The conceptual approach for TRIM appears to be technically defensible.
However, because the approach is still evolving, and subject to change, it is unclear
how the overall TRIM methodology will operate. TRIM'S strength is its multimedia,
multiexposure pathway design that for atmospheric releases will allow consideration of
the exposure pathways, other than direct inhalation, that are critical for the assessment
of likely ecological or human health risks.
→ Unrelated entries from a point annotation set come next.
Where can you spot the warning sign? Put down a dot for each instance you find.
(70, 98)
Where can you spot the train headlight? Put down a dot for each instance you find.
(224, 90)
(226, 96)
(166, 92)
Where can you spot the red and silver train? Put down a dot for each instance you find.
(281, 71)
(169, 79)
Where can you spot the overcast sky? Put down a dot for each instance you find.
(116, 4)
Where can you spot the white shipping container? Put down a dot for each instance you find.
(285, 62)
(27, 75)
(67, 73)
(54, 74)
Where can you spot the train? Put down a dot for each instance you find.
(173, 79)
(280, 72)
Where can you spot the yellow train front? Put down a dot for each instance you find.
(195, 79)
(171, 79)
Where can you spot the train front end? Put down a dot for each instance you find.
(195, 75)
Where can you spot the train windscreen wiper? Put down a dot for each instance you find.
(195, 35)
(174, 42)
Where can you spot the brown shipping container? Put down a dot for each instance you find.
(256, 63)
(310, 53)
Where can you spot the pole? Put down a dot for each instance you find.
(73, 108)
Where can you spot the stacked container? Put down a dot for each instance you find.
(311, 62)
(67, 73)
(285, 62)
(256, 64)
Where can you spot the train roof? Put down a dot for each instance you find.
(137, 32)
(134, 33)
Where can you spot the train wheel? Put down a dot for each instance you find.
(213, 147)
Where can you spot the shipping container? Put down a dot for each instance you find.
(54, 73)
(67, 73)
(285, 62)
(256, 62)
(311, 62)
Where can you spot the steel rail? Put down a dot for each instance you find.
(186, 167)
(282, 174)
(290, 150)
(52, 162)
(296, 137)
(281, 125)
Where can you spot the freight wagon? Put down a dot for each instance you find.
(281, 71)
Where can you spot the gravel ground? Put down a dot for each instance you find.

The focus of the TRIM.FaTE conceptual approach is on the impact of
atmospheric releases of persistent chemicals. Currently, the system is being
developed to allow the assessment of organic and inorganic chemicals, specifically air
pollutants; EPA is currently developing model parameters for mercury, arsenic,
benzo(a)pyrene and phenanthrene. A technical strength of the approach is the explicit
and full accounting of the distribution of the mass of the chemicals across the
environment. This is important when accounting for the cycling of chemicals in the
environment that may result in ecological or human health risk via a variety of exposure
pathways. A further strength of the TRIM approach is the flexibility accorded by its
open architecture. The modular design allows assessment of different temporal and
spatial scales, and of different human and ecological endpoints. It allows the system to
be expanded or simplified as appropriate for a particular application. At the same time,
the very flexibility of the system means that care must be taken to guard against
developing unnecessarily complex or site-specific modeling applications that can lead
to inconsistency or unnecessary delays in the implementation of regulatory policy. It is
important to remember that TRIM'S utility is for practical applications; not for research.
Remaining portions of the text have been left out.